Jean-Guy Bruneau
Au moment où il fait l’objet de nombreux témoignages de reconnaissance à l’occasion des Retrouvailles 2005, qui marquent son 85e anniversaire de naissance et de ses 60 ans de sacerdoce, le père Roger Guindon a bien voulu partager avec nous quelques souvenirs et réflexions sur sa jeunesse et sa carrière.
Né à Ville-Marie, une paroisse oblate du Témiscamingue, d’un père franco-ontarien, lui-même détenteur d’un diplôme commercial de l’Université d’Ottawa, et d’une mère franco-américaine, le futur recteur de l’Université d’Ottawa a eu l’occasion de se familiariser très jeune avec le monde de l’éducation et le milieu religieux.
Deux de ses oncles y ont été liés de près dont Arcade Guindon, professeur de français, de même que directeur des débats et du bureau des anciens à l’École secondaire de l’Université d’Ottawa. Auguste Morisset, le frère de sa mère, a pour sa part dirigé les bibliothèques de l’Université de 1934 à 1958. Le pavillon abritant la bibliothèque principale porte d’ailleurs son nom aujourd’hui.
Il est donc à peu près certain que bien peu de gens ont été surpris, à l’époque, de voir le jeune Roger Guindon s’orienter vers la prêtrise et l’éducation. Ordonné en 1946, il entreprend un an plus tard une carrière universitaire comme professeur, puis doyen et, enfin, de 1964 à 1984, recteur de l’Université d’Ottawa.

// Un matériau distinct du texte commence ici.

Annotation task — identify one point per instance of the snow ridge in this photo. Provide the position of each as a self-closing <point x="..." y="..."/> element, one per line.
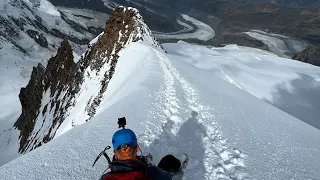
<point x="221" y="162"/>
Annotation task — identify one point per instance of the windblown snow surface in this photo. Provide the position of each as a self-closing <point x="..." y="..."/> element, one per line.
<point x="203" y="32"/>
<point x="190" y="100"/>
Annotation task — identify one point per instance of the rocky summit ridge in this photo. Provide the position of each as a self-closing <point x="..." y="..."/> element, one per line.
<point x="53" y="92"/>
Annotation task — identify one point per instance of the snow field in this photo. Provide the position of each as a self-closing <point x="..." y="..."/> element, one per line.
<point x="182" y="103"/>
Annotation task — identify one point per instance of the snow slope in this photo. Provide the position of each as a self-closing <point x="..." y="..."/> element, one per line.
<point x="283" y="46"/>
<point x="203" y="32"/>
<point x="175" y="106"/>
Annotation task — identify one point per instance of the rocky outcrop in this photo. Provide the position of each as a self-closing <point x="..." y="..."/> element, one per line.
<point x="59" y="76"/>
<point x="310" y="55"/>
<point x="53" y="92"/>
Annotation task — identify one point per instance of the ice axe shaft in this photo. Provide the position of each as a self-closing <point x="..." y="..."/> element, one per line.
<point x="104" y="154"/>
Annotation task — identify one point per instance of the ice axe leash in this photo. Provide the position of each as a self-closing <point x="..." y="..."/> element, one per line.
<point x="122" y="123"/>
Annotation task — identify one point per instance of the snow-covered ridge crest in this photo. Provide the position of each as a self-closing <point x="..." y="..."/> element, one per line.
<point x="66" y="94"/>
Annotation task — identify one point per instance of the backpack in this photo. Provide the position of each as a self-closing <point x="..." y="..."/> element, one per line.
<point x="134" y="175"/>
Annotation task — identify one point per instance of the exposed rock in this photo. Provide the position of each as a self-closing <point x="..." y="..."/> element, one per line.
<point x="30" y="98"/>
<point x="58" y="76"/>
<point x="53" y="92"/>
<point x="310" y="55"/>
<point x="38" y="38"/>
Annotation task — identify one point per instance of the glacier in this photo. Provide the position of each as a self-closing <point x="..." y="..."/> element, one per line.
<point x="184" y="101"/>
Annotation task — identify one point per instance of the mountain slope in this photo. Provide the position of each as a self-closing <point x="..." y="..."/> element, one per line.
<point x="176" y="107"/>
<point x="30" y="32"/>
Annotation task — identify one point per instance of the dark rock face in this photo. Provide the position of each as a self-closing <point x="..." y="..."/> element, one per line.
<point x="58" y="76"/>
<point x="38" y="38"/>
<point x="30" y="98"/>
<point x="52" y="91"/>
<point x="310" y="55"/>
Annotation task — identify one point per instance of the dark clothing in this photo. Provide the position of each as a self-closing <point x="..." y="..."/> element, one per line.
<point x="155" y="173"/>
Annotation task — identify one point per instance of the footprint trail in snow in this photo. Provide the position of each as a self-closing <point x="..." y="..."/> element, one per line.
<point x="189" y="127"/>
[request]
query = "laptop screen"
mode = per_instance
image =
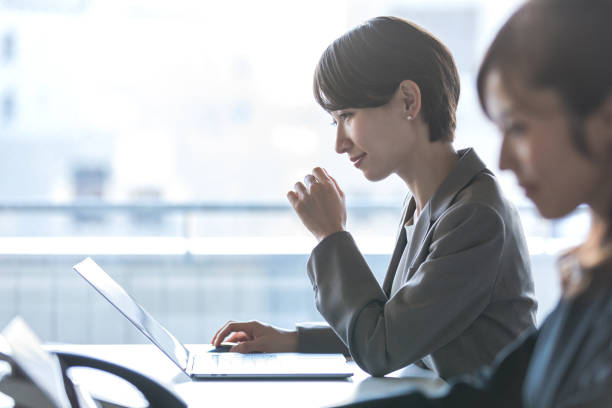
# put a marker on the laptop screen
(150, 327)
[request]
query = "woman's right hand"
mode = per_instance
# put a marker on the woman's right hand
(256, 337)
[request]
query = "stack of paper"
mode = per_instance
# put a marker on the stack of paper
(35, 379)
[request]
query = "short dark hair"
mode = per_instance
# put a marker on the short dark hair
(364, 68)
(561, 45)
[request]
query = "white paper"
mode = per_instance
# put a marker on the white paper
(42, 367)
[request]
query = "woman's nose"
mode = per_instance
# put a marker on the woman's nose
(342, 142)
(506, 155)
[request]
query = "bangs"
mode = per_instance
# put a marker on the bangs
(339, 83)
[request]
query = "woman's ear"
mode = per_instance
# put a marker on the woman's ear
(410, 95)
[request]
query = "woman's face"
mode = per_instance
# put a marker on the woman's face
(537, 147)
(376, 140)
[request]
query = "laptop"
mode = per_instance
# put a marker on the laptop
(211, 364)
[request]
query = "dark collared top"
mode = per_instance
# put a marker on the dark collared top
(567, 363)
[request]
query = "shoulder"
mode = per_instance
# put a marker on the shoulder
(483, 189)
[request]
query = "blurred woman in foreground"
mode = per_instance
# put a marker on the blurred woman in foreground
(546, 81)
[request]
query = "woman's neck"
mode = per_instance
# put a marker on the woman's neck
(597, 247)
(428, 169)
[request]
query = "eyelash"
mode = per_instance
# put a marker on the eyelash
(343, 116)
(515, 129)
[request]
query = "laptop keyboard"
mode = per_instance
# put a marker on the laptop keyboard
(231, 362)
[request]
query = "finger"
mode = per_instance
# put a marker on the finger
(253, 346)
(247, 328)
(292, 197)
(238, 337)
(321, 175)
(309, 180)
(214, 339)
(337, 186)
(333, 181)
(300, 189)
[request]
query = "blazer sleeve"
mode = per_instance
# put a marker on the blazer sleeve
(443, 296)
(318, 338)
(499, 385)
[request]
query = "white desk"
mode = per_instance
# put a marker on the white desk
(244, 393)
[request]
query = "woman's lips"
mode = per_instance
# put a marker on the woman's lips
(530, 189)
(357, 160)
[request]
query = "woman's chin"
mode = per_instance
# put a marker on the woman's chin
(554, 210)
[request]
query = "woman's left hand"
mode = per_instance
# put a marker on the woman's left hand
(319, 202)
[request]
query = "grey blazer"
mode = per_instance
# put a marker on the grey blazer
(466, 289)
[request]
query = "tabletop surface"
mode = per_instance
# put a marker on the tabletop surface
(147, 359)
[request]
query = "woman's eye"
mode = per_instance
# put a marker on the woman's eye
(342, 117)
(345, 115)
(514, 129)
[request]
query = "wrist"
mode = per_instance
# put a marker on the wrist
(291, 340)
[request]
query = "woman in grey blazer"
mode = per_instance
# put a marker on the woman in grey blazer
(546, 83)
(458, 288)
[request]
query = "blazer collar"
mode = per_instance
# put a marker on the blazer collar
(467, 167)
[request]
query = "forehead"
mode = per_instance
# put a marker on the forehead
(509, 94)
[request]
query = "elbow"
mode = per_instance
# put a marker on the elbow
(376, 367)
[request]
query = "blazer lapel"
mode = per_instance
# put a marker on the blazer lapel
(468, 166)
(400, 244)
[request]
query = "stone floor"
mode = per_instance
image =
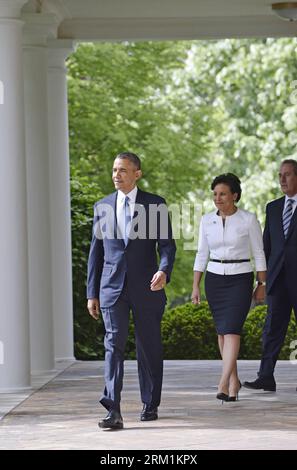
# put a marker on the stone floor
(63, 414)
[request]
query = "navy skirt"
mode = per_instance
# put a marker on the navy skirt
(229, 298)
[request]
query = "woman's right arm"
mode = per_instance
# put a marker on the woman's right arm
(196, 289)
(200, 263)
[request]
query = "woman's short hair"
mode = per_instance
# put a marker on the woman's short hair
(231, 180)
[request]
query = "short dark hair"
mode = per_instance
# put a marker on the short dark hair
(230, 180)
(290, 161)
(132, 157)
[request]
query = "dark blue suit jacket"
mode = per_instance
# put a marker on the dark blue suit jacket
(110, 261)
(280, 251)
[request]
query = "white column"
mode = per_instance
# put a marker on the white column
(60, 199)
(14, 310)
(39, 223)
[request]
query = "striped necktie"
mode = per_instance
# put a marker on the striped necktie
(287, 216)
(127, 220)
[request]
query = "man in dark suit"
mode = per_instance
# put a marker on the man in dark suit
(280, 245)
(124, 273)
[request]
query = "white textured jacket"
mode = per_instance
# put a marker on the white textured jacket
(240, 238)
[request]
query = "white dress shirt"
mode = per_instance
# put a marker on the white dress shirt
(121, 208)
(240, 238)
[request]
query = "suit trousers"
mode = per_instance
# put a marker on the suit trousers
(147, 323)
(281, 301)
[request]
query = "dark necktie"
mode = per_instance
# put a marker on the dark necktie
(287, 216)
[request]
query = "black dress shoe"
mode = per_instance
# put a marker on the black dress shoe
(149, 413)
(222, 396)
(113, 420)
(235, 397)
(268, 385)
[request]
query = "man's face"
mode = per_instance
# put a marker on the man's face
(288, 179)
(125, 174)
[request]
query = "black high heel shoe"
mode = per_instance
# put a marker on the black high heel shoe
(232, 398)
(223, 397)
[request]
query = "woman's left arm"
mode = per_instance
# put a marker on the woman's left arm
(256, 243)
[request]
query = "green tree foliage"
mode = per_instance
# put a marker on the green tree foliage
(88, 334)
(248, 89)
(191, 110)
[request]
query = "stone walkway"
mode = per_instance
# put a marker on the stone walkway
(64, 413)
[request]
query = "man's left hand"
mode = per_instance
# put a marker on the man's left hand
(158, 281)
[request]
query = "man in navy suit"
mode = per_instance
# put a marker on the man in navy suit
(124, 274)
(280, 245)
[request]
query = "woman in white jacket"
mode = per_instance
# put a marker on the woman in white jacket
(228, 238)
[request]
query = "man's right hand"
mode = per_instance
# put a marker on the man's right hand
(93, 308)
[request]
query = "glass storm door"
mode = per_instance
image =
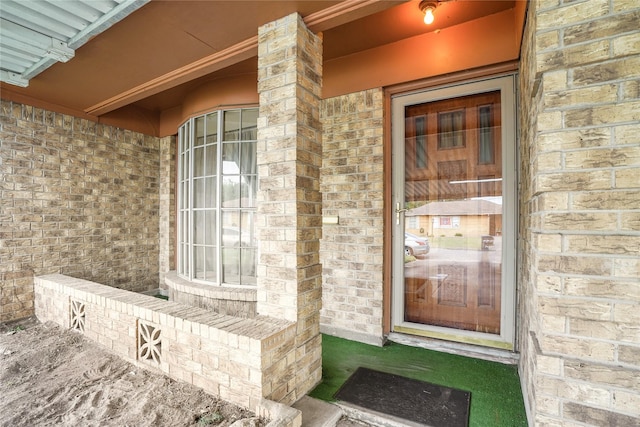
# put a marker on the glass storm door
(454, 225)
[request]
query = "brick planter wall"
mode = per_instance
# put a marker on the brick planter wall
(239, 360)
(78, 198)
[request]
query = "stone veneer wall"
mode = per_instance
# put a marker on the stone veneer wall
(167, 210)
(580, 203)
(289, 217)
(352, 190)
(239, 360)
(78, 198)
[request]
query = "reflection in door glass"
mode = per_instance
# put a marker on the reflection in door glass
(453, 222)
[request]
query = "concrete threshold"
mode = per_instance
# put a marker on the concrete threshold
(318, 413)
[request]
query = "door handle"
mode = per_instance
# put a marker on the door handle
(398, 212)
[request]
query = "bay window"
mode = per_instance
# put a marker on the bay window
(217, 185)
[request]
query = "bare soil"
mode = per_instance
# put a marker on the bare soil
(55, 377)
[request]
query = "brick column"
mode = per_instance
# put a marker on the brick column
(289, 201)
(579, 245)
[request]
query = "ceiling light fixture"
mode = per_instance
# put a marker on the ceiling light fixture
(428, 7)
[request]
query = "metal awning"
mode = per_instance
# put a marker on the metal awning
(35, 34)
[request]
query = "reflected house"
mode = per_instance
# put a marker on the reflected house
(472, 217)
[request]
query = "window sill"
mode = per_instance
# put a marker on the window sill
(240, 302)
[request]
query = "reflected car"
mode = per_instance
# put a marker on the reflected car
(415, 245)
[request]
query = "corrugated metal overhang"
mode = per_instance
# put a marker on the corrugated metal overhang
(35, 34)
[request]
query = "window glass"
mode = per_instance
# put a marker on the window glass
(217, 192)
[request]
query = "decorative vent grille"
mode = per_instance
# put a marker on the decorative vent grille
(149, 343)
(77, 314)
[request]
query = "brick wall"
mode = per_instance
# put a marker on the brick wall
(352, 189)
(76, 197)
(167, 209)
(289, 221)
(580, 203)
(239, 360)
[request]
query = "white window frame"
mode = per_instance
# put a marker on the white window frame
(185, 261)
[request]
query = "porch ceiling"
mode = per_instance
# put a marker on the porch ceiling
(154, 53)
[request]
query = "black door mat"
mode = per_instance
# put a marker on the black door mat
(419, 402)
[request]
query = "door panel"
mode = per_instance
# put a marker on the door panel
(452, 196)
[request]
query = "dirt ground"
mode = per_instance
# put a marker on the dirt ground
(55, 377)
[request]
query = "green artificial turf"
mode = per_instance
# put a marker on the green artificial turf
(496, 398)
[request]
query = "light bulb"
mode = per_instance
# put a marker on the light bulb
(428, 16)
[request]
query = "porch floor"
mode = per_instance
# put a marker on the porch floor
(496, 397)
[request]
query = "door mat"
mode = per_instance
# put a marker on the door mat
(416, 401)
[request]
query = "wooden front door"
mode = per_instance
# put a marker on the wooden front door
(453, 198)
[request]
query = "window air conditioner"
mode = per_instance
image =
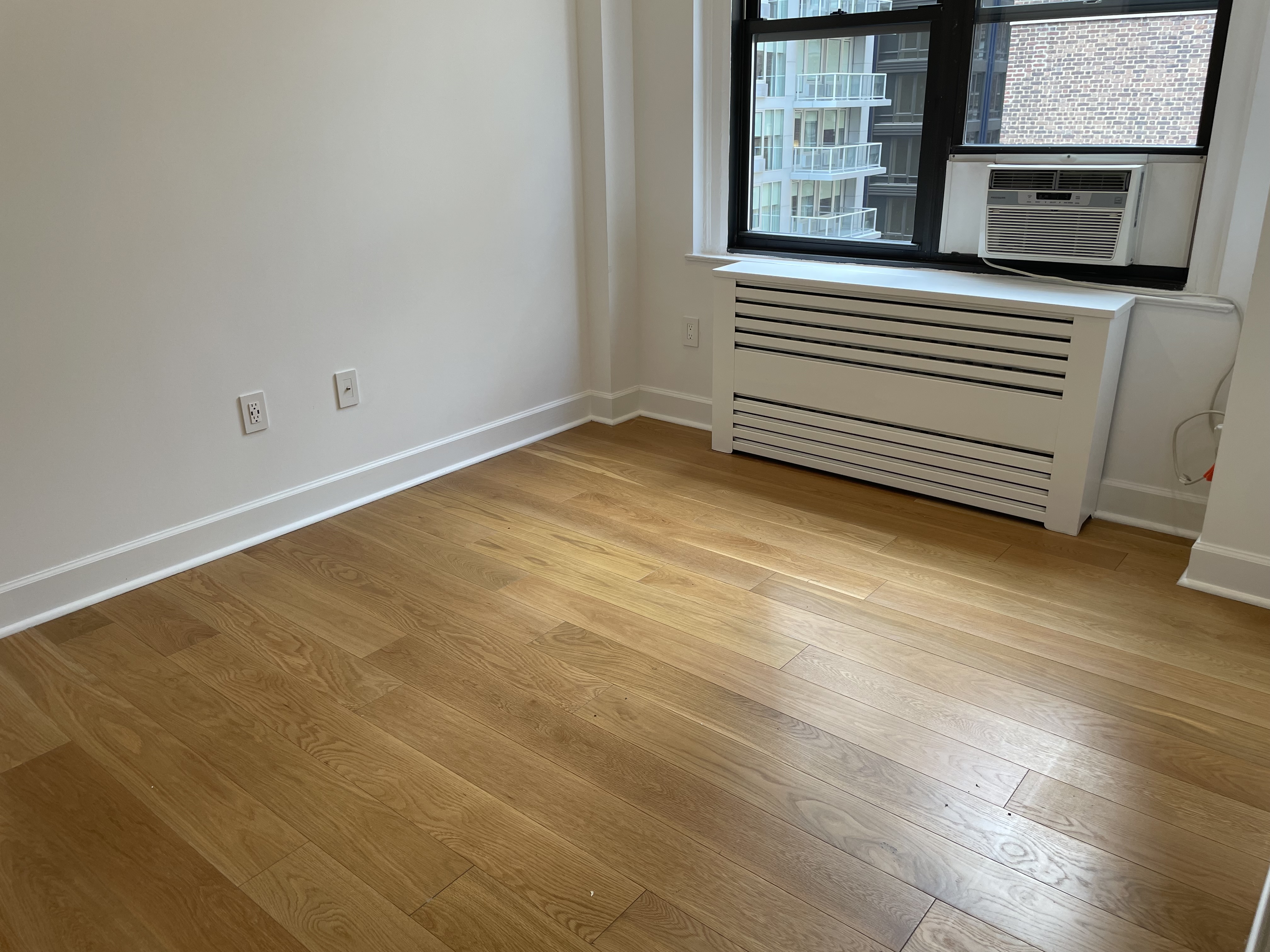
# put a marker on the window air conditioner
(1079, 214)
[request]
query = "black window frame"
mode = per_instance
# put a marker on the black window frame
(952, 25)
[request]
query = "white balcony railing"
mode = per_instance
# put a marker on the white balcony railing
(843, 86)
(838, 159)
(855, 224)
(784, 9)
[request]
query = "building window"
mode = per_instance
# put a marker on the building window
(856, 106)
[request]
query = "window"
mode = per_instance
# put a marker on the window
(855, 106)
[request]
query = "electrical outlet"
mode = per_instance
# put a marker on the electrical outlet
(256, 416)
(346, 389)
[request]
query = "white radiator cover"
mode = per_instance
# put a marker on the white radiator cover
(995, 393)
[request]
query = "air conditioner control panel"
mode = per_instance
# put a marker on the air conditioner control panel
(1093, 200)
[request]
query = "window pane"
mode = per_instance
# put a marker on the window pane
(818, 164)
(790, 9)
(1101, 82)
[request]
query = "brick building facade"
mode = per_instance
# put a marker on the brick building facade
(1107, 82)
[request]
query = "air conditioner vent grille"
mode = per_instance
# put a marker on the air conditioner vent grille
(1090, 181)
(1060, 233)
(1021, 179)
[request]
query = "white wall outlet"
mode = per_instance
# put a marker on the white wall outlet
(346, 389)
(256, 417)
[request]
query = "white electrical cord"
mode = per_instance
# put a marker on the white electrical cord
(1212, 407)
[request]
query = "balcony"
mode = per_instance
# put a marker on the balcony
(822, 163)
(867, 88)
(854, 224)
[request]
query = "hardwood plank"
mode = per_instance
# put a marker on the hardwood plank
(1217, 772)
(162, 625)
(1042, 672)
(73, 625)
(477, 915)
(531, 671)
(473, 488)
(685, 484)
(995, 833)
(1188, 643)
(185, 902)
(1176, 802)
(957, 763)
(1235, 625)
(50, 900)
(301, 602)
(939, 867)
(680, 501)
(363, 567)
(230, 828)
(393, 856)
(309, 657)
(331, 910)
(726, 897)
(26, 732)
(816, 493)
(1140, 671)
(1142, 840)
(549, 873)
(693, 617)
(652, 925)
(774, 558)
(947, 930)
(407, 509)
(427, 550)
(556, 539)
(841, 885)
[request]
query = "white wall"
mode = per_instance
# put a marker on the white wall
(205, 200)
(1233, 555)
(1174, 356)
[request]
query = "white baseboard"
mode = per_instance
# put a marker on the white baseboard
(1230, 573)
(65, 588)
(1151, 508)
(660, 404)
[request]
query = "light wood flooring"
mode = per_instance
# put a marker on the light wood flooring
(619, 691)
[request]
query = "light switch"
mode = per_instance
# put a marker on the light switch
(346, 389)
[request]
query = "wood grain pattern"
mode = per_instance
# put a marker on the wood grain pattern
(550, 874)
(331, 910)
(73, 625)
(995, 833)
(163, 625)
(306, 655)
(618, 690)
(230, 828)
(157, 876)
(50, 900)
(477, 915)
(652, 925)
(1184, 856)
(948, 930)
(956, 875)
(398, 860)
(26, 732)
(716, 890)
(851, 892)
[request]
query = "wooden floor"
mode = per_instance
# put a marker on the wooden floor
(616, 690)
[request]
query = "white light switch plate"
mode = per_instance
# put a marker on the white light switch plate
(256, 416)
(346, 389)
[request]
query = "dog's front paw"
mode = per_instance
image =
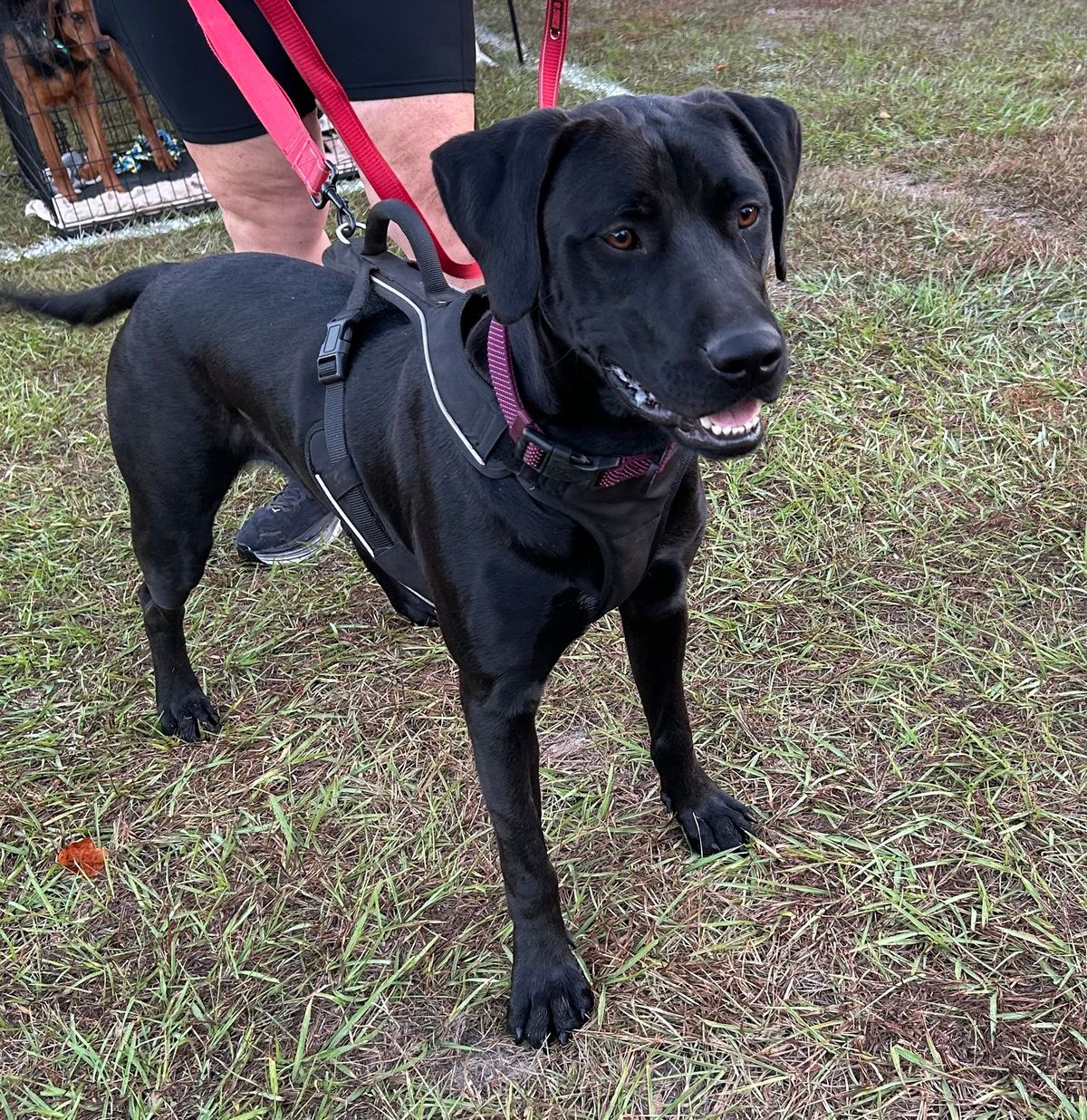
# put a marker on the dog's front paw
(550, 998)
(713, 821)
(188, 716)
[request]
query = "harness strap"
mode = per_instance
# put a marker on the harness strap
(341, 485)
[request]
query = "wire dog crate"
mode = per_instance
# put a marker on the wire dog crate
(86, 141)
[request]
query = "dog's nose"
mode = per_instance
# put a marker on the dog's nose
(753, 352)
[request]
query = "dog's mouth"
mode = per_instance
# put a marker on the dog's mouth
(731, 431)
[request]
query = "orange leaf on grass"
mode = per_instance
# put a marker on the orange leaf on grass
(82, 855)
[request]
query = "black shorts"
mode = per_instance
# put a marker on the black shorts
(378, 48)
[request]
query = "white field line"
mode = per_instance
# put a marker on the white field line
(52, 246)
(572, 74)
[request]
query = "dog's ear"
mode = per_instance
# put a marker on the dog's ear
(770, 131)
(492, 184)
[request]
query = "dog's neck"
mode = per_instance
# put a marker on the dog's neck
(565, 394)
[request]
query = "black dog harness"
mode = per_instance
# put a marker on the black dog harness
(620, 501)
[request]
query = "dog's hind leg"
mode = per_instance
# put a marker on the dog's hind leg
(178, 461)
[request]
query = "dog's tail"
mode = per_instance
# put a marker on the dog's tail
(93, 304)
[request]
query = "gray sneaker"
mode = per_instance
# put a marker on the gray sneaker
(293, 526)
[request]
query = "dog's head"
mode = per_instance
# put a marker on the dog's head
(640, 227)
(75, 24)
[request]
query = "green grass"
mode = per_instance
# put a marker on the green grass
(302, 916)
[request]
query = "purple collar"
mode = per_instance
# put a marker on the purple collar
(532, 447)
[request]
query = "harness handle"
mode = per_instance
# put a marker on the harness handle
(418, 234)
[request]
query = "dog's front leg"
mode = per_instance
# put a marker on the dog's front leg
(550, 996)
(655, 629)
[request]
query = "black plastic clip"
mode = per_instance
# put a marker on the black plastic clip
(561, 464)
(332, 359)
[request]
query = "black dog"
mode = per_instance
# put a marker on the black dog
(626, 246)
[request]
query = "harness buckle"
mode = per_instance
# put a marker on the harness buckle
(561, 464)
(332, 359)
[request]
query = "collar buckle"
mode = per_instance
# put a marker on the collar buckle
(563, 464)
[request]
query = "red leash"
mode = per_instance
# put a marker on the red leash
(284, 124)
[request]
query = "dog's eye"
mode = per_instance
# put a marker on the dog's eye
(746, 217)
(622, 238)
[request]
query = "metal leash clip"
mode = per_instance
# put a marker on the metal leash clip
(347, 222)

À sa première année comme enseignant, on l’informe qu’il enseignera la philosophie lors de la rentrée de septembre 1947. Quelques jours à peine avant le début des classes, changement de programme : on lui confie plutôt le cours de théologie morale de première année. « Imaginez, je devais préparer mon cours et le donner immédiatement
après. Je réussissais ainsi à me maintenir à peine à deux ou trois jours en avance sur mes élèves », raconte-t-il en riant.
« J’ai enseigné ce cours pendant 17 ans et on ne m’a jamais promu à l’enseignement de la deuxième année du cours. » Cela ne devait toutefois pas l’empêcher de devenir doyen de la Faculté de théologie en 1961.
Au début de juillet 1964, il apprend, la veille même de l’événement, qu’il sera le prochain recteur de l’Université. « C’est le cas de le dire, je ne m’attendais pas à ça. »
Tout en s’avouant bien démuni pour assumer de telles responsabilités, il devait déclarer, à sa façon bien typique lors de la cérémonie d’installation, le 28 octobre 1964 : « Appelé à servir, je réponds : présent! »
S’il a dû relever nombre de défis au cours de sa longue association avec l’Université, il ne manque pas de rappeler que les problèmes ne lui ont jamais causé d’insomnies. Son approche a toujours été toute simple : regarder la réalité bien en face et trouver des solutions concrètes plutôt que s’attarder à nier des évidences.
C’est sans doute cette attitude qui l’a conduit à s’opposer à l’instauration d’une université unilingue française en Ontario, qui, selon lui, imposerait des limites trop grandes aux jeunes francophones et ne pourrait tirer pleinement profit des immenses possibilités de la réalité canadienne.
Parmi les réalisations particulièrement chères au père Guindon, c’est celle d’avoir piloté avec succès en 1965 la transition du statut même de l’Université, en réussissant à convaincre le gouvernement d’adopter la Loi de l’Université d’Ottawa. L’université catholique devenait ainsi une corporation privée dirigée par un bureau des gouverneurs et régie par cette même loi, ce qui lui permettait enfin d’accéder aux subventions gouvernementales.
Bien qu’il ait pris sa retraite il y a déjà 21 ans, le père Guindon suit avec grand intérêt l’évolution de l’institution à laquelle il a consacré 51 ans de sa vie. « Et j’aime bien ce que je vois », commente-t-il, ne manquant pas de rappeler la renommée que s’est taillée l’Université dans tous les grands domaines, dont les sciences sociales, les sciences de la santé, le génie, la médecine et le droit.